The Earth as we know it was formed billions of years ago, when a proto-Earth crashed into a Mars-sized planet known as Theia. The explosion created a hot mess of rock and magma that eventually came together to form the moon. What was left of the proto-Earth, together with material from Theia, became our planet. For a long time, scientists have struggled to guess exactly when this cataclysmic event occurred. According to Blair Schoene, associate professor of geosciences, “There is nothing on Earth that is the age of the Earth,” since wind, water, and plate tectonics have long since recycled any material from the original proto-Earth. 

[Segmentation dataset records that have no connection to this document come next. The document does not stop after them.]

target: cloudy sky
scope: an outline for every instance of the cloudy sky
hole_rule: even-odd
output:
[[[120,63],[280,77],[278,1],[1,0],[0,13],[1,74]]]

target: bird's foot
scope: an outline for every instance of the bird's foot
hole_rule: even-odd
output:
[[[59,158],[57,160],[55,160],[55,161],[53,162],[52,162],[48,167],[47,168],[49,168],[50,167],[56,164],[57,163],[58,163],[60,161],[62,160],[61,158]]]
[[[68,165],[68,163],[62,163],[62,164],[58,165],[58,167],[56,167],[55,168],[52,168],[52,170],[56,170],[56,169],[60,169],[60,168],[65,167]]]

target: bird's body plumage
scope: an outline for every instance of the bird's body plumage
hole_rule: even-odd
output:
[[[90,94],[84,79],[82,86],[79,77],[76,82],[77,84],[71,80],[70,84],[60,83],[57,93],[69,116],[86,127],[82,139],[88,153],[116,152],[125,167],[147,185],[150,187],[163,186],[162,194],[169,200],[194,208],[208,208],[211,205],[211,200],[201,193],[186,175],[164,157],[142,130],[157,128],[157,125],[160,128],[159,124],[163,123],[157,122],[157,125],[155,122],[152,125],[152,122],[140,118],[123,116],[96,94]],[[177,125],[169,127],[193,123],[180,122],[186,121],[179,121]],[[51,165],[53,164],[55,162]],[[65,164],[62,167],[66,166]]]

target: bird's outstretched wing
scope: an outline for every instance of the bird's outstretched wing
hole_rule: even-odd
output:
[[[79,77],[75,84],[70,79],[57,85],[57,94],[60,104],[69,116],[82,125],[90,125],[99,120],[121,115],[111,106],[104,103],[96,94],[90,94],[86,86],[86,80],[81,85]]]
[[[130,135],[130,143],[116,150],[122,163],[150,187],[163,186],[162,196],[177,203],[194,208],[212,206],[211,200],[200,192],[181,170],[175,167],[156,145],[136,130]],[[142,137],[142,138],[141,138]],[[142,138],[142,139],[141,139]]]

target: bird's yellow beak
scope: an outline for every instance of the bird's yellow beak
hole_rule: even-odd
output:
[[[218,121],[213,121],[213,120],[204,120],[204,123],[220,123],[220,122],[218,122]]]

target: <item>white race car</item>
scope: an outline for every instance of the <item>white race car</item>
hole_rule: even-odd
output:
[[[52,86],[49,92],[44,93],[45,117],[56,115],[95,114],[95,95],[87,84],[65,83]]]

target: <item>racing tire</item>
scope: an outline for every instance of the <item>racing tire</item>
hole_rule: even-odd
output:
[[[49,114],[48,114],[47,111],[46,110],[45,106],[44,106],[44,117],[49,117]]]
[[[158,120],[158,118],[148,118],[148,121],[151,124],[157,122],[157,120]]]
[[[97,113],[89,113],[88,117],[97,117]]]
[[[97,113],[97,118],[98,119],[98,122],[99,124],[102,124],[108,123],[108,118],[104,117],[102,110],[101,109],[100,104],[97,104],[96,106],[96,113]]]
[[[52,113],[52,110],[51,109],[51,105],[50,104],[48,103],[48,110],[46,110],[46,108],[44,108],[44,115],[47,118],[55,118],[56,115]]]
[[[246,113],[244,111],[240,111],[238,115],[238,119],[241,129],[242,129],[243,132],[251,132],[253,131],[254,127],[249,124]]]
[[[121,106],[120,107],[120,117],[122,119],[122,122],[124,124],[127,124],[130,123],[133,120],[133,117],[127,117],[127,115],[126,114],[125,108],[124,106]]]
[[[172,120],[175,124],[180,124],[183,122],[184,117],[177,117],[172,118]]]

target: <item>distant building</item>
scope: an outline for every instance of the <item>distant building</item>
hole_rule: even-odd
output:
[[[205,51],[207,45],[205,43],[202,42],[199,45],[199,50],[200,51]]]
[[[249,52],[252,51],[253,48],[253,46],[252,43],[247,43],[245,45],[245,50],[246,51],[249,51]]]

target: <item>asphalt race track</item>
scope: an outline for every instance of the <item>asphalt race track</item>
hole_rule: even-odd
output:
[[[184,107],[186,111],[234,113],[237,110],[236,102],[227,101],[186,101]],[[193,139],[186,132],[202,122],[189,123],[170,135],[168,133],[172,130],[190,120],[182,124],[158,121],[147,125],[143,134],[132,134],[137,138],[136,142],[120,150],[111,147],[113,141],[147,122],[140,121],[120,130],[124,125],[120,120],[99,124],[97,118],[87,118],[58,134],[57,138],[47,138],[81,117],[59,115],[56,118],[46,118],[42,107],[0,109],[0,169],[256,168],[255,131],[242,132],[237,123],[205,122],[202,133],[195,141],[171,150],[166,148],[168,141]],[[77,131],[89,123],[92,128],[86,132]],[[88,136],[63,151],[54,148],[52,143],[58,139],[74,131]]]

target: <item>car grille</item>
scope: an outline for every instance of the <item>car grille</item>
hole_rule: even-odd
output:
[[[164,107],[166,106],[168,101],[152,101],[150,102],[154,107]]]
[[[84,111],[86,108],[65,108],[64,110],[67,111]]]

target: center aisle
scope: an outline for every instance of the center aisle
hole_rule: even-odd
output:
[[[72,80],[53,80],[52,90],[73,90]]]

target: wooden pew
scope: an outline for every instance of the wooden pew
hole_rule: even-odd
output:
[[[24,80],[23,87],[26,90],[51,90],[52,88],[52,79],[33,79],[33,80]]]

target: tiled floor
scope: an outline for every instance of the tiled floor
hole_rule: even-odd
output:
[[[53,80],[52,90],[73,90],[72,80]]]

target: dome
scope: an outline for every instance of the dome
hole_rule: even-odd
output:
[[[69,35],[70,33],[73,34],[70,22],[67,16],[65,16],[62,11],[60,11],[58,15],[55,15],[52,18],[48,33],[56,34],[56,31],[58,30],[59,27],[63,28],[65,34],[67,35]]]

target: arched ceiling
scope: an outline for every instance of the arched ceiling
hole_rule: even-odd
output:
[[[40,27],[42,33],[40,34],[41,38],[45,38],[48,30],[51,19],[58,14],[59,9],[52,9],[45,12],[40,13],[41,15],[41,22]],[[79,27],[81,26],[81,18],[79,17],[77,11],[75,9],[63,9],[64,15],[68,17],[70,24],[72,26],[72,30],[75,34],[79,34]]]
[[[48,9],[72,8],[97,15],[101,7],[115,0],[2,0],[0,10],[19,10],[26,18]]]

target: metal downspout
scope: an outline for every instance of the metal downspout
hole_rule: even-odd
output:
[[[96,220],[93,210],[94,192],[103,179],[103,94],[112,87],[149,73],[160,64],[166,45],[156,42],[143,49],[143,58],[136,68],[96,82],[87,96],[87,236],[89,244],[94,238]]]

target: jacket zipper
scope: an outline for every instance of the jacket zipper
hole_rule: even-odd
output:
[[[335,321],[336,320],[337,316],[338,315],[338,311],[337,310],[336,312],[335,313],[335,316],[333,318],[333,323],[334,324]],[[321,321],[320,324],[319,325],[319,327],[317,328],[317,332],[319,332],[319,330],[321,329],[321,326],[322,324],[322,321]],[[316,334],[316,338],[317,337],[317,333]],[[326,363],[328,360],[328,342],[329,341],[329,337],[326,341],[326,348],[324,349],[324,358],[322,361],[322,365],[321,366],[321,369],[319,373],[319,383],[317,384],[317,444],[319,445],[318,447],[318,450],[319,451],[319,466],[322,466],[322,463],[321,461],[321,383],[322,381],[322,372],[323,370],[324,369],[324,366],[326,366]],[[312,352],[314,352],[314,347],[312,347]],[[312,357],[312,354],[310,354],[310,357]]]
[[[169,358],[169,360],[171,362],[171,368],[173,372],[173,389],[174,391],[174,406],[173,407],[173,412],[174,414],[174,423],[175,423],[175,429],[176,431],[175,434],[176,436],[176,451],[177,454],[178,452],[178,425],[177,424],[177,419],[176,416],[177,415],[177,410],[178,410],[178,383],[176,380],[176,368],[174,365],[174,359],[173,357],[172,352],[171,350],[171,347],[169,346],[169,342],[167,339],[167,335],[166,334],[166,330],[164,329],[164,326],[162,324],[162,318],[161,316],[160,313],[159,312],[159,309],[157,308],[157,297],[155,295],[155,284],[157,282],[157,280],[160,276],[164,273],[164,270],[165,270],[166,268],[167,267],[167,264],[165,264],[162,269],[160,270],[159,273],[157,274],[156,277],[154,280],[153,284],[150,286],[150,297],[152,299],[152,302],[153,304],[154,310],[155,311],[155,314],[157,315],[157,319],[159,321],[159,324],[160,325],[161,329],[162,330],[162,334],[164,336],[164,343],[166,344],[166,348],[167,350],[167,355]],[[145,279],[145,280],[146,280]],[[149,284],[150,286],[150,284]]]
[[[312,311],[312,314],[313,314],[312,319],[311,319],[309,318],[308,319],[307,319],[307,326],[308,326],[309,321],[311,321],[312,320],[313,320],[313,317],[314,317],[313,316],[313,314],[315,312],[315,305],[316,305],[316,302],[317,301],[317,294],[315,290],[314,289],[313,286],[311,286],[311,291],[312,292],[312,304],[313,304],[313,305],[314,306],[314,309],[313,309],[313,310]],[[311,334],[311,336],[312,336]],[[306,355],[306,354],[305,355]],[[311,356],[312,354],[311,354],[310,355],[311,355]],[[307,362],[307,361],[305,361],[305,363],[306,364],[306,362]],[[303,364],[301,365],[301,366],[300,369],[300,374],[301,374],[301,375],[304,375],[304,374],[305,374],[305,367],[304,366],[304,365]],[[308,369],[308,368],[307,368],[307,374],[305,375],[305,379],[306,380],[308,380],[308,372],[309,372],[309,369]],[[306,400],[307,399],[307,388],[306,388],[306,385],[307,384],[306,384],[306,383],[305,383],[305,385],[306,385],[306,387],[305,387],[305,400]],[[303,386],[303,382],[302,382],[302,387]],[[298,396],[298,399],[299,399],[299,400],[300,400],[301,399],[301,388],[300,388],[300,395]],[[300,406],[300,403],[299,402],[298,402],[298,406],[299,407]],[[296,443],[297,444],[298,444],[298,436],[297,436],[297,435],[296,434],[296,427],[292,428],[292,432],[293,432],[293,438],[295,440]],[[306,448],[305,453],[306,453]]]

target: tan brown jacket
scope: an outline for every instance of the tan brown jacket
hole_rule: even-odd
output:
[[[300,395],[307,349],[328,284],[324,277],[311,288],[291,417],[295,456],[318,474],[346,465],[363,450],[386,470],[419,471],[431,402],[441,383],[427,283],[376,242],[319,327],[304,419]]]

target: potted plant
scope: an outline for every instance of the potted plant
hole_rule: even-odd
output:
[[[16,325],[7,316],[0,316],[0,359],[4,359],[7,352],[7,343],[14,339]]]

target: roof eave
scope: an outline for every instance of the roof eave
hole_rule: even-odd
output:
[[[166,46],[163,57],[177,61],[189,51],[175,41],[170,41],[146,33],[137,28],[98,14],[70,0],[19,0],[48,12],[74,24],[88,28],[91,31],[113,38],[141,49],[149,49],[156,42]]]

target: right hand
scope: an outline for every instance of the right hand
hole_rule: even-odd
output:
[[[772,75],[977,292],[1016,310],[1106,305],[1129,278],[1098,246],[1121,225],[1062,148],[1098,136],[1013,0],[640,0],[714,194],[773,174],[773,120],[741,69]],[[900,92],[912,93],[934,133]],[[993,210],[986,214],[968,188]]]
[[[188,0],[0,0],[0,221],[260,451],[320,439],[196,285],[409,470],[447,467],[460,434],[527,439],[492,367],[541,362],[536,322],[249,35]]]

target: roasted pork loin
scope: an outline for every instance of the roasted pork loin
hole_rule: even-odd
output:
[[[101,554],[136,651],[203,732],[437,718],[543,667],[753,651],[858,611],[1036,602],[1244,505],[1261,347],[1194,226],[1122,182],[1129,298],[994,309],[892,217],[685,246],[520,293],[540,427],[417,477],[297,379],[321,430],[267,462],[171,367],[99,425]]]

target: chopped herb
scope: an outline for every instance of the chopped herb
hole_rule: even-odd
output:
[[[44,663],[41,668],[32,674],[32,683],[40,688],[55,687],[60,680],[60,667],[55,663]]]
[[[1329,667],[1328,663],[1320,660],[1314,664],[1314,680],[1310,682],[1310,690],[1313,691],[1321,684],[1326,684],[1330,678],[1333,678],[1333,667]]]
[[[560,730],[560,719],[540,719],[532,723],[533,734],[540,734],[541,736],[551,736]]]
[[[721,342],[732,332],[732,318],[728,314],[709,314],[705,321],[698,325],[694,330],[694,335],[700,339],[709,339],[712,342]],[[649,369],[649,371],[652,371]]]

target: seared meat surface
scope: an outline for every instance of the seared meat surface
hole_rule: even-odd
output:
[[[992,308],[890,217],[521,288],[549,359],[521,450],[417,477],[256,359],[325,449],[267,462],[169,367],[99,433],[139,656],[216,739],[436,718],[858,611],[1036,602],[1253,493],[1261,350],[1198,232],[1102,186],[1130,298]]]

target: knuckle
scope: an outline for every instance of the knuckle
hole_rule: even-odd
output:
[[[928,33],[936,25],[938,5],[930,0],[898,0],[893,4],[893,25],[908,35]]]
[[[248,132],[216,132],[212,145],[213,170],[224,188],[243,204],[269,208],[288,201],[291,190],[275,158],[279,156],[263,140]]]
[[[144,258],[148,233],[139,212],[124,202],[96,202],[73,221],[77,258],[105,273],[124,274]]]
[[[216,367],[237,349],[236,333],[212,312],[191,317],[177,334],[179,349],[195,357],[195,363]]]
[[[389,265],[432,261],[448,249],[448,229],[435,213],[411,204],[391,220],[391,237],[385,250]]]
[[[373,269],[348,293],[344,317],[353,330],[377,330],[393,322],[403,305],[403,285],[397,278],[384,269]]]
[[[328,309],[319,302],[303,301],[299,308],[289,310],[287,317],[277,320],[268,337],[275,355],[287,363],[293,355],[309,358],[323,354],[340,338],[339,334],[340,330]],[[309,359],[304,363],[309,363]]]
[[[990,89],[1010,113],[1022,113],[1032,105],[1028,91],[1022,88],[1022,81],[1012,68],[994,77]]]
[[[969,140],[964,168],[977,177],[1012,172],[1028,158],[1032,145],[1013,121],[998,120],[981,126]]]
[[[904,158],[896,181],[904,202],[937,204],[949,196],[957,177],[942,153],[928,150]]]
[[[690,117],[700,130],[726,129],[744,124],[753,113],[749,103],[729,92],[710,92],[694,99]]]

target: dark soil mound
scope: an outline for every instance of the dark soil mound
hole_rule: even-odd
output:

The moon presents a different challenge. Even though the rocks there have remained relatively undisturbed, they took their time to form from a vast ocean of magma that no longer exists. Now, a former postdoctoral researcher in Schoene’s lab, Melanie Barboni, has determined the age of crystals derived from that magma and the time when the moon first formed. The results reveal it — and Earth as we know it — to be much older than scientists thought. 

Melanie Barboni
Courtesy Melanie Barboni

Barboni worked backward in a two-step process. The first part of the process was with Schoene at Princeton, where they dated the age of zircon crystals in moon rocks collected by Apollo 14 astronauts. Barboni, who is now an assistant researcher at UCLA, and Schoene subjected the rocks to a technique called isotope dilution thermal ionization mass spectrometry, a high-precision technique to determine the amounts of uranium and lead isotopes. 

Unlike traditional mass spectrometry, the process destroys small quantities of the crystals; however, results are 10 to 100 times more accurate than other methods. The researchers dissolved tiny grains of rock, about the width of a strand of hair, in acid, then ionized them by placing them on a 1,400-degree-celsius filament. “We can have this very stable ion beam [that] sits there for hours, and we can measure it over and over,” says Schoene. Since uranium degrades to lead isotopes at a known rate, the researchers could accurately measure the age of the rocks by measuring the relative quantities of each.

The moon formed less than 60 million years into the formation of our solar system, providing an important reference point for astronomers hoping to understand how Earth and other planetary bodies formed.

For the second part of the experiment, performed at UCLA, Barboni measured the proportions of the element lutetium and isotopes of hafnium to determine when the crystals themselves formed from the magma. Together, the two processes determined the age of the moon to be at least 4.51 billion years old. That is 40 million to 140 million years older than previously thought, Barboni and Schoene wrote in a paper published with other colleagues in Science Advances in January.

The paper also notes that the moon formed less than 60 million years into the formation of our solar system, providing an important reference point for astronomers hoping to understand how Earth and other planetary bodies formed. “Knowing the age of the moon also, in a way, tells you the age of the Earth,” says Schoene, “since this giant impact was time zero, even if parts of it were present before that.” In addition, he says, knowing the approximate date of this birthday can help geoscientists determine the chemical composition of both the moon and Earth, providing new insight about not only our celestial neighbor, but also the planet we call home.